The television comedy, his first starring role in 17 years, will focus on a psychiatrist, British Comedy Guide can reveal. Also written by the Irish stand-up, it will be a two-hander between himself and a female actor.
Delayed by the coronavirus pandemic, "we film that whenever they give us the nod," he told the i newspaper in an interview published today. "A lot of it is about ... er ... I'm trying to write about modern pressures. Well, not modern pressures. I'm trying to write about people under pressure, some kind of pressure."
As with Moran's 2018 stand-up show, recorded in 2019, streaming Saturday and Sunday on DICE.fm, and his 2015 book, the sitcom has, at times in development, been known as Dr Cosmos.
In 2019, Moran told The Ray D'Arcy radio show in Ireland that it was "small and quietly in the pipes.
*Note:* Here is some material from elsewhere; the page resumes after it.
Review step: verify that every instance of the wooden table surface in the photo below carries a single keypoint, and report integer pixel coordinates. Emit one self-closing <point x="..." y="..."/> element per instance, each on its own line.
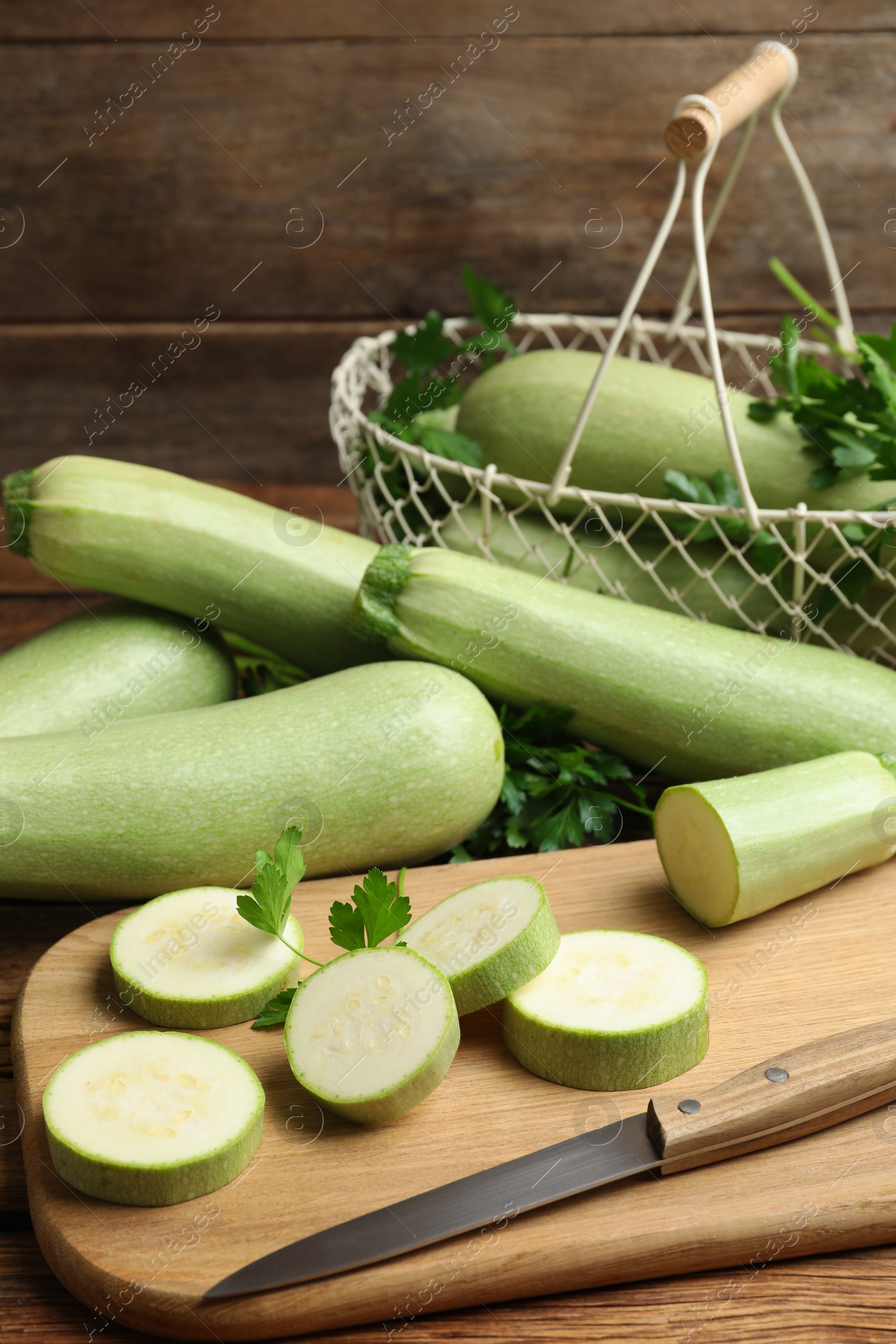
<point x="850" y="1298"/>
It's a small format, just 15 minutes long, five episodes, a micro thing ... I'm in it and I'm in it with another actor, who I won't name yet ... she's a huge talent and a fantastic performer ... I'm really enjoying writing it."
Three years before, he told Canadian newspaper The Times Colonist that he was writing a pilot "about modern psychiatry and mental health".
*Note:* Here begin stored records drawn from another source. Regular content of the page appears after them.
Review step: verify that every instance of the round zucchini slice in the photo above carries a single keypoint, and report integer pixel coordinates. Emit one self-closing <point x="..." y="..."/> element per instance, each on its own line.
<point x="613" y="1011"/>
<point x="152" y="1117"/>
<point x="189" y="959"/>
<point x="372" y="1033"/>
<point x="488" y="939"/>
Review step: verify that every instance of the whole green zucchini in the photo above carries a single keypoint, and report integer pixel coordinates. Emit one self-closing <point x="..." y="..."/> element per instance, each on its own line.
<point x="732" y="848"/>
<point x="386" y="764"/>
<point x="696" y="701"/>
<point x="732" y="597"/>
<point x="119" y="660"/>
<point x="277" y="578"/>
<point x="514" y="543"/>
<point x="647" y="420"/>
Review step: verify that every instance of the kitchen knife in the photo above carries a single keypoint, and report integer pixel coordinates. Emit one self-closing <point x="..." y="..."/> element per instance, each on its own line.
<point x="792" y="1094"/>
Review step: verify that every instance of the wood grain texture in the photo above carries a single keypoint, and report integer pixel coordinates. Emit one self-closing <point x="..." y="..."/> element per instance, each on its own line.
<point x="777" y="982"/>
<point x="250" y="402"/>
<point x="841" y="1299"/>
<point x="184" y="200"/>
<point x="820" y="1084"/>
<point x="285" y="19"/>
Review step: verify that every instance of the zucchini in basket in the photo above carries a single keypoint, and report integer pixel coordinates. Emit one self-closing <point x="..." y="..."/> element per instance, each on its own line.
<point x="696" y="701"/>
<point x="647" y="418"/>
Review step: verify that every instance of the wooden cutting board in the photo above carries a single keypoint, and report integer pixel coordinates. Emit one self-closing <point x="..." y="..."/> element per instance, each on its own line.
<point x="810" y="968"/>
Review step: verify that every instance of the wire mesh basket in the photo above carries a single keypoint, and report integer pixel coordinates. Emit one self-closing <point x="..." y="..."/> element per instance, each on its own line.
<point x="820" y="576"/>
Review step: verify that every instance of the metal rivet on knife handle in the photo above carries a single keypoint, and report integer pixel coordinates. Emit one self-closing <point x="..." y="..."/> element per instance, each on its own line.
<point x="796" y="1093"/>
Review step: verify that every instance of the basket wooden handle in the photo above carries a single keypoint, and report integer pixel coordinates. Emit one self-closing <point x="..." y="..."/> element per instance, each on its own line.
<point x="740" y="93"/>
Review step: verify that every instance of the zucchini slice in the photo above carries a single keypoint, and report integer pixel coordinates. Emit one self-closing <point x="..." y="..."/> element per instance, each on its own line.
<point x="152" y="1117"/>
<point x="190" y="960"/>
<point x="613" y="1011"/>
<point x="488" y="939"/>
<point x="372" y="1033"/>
The former Perrier Award winner acquired mainstream fame with the Channel 4 sitcom Black Books, in which he played curmudgeonly book shop owner Bernard Black, alongside Bill Bailey and Tamsin Greig. Three series of the comedy ran from 2000 to 2004, winning two Bafta Awards.
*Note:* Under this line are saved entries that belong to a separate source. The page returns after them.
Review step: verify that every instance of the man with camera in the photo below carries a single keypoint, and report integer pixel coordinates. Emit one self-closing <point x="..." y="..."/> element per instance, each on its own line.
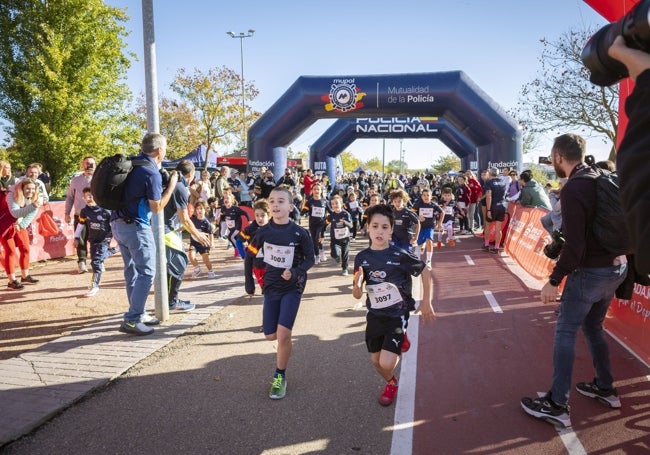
<point x="75" y="198"/>
<point x="592" y="276"/>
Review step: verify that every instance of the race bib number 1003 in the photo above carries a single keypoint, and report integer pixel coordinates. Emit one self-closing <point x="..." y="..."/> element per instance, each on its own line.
<point x="278" y="255"/>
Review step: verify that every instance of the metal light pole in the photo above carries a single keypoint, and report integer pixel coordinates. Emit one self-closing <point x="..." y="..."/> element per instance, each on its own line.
<point x="241" y="37"/>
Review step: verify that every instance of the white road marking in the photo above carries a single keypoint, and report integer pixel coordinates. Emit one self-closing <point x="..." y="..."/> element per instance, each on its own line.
<point x="493" y="302"/>
<point x="402" y="443"/>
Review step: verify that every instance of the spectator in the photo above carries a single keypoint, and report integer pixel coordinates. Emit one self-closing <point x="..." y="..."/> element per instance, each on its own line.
<point x="592" y="276"/>
<point x="131" y="227"/>
<point x="476" y="191"/>
<point x="23" y="203"/>
<point x="496" y="208"/>
<point x="634" y="152"/>
<point x="75" y="199"/>
<point x="552" y="221"/>
<point x="532" y="193"/>
<point x="34" y="171"/>
<point x="7" y="179"/>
Now streaming on Netflix for a new generation of viewers, "it's so long ago... it becomes part of the kind of space junk orbiting the consciousness that's out there," he told the i. "On some level, I'm pleased to have a satellite up there."
He also revealed that he'd predicted Bailey's success on Strictly Come Dancing, after a fashion. A rejected storyline for the third series of Black Books featured Bailey's character Manny "doing ballroom dancing with this Brazilian. Or Colombian. Her name is something like Yolanda.
"And the only line I can remember for it is ... she gets really annoyed, because Bernard is sick and then Manny gets sick. And she calls him 'Manrico'. She's complaining about him: 'Manrico - he has, how you say? Lurgeee!'"
Moran has burnished his acting credentials in acclaimed, darkly comic movies such as A Film With Me In It (2008), Calvary (2014) and last year's Pixie, and had a recurring role in the final series of Uncle in 2017. He starred alongside the late Charlotte Coleman in the 1998 BBC Two romantic sitcom How Do You Want Me?, but he has not had a leading role on screen since portraying Bernard Black.
He wrote a pilot for the US channel ABC in 2013 about modern news reporting that he was also set to star in, but this was not picked up to series.
The Irish comic is now planning a stand-up tour for 2022 and admits to missing being able to get on stage during lockdown.
"It's absolutely shown me for the first time what it's like to have performing taken away from me," he told the i, "and how key that is to my way of dealing with life, of coping with life ... so I miss it. I mean, it's fucking murder to be honest with you, not performing ... I can't believe I found out I'm such a Mariah Carey."
And he suggests that the Government should have done more to support the arts during the pandemic.
"Of course, because everybody's screwed. But I think it's also very tricky. This juggernaut of this thing came with so many urgencies ... I wish the people in theatres and so on had been looked after better ... I can only hope they can rebuild, and that people can come back."
Moran's 2015 stand-up special Off The Hook aired on BBC Two in February and is still available on iPlayer.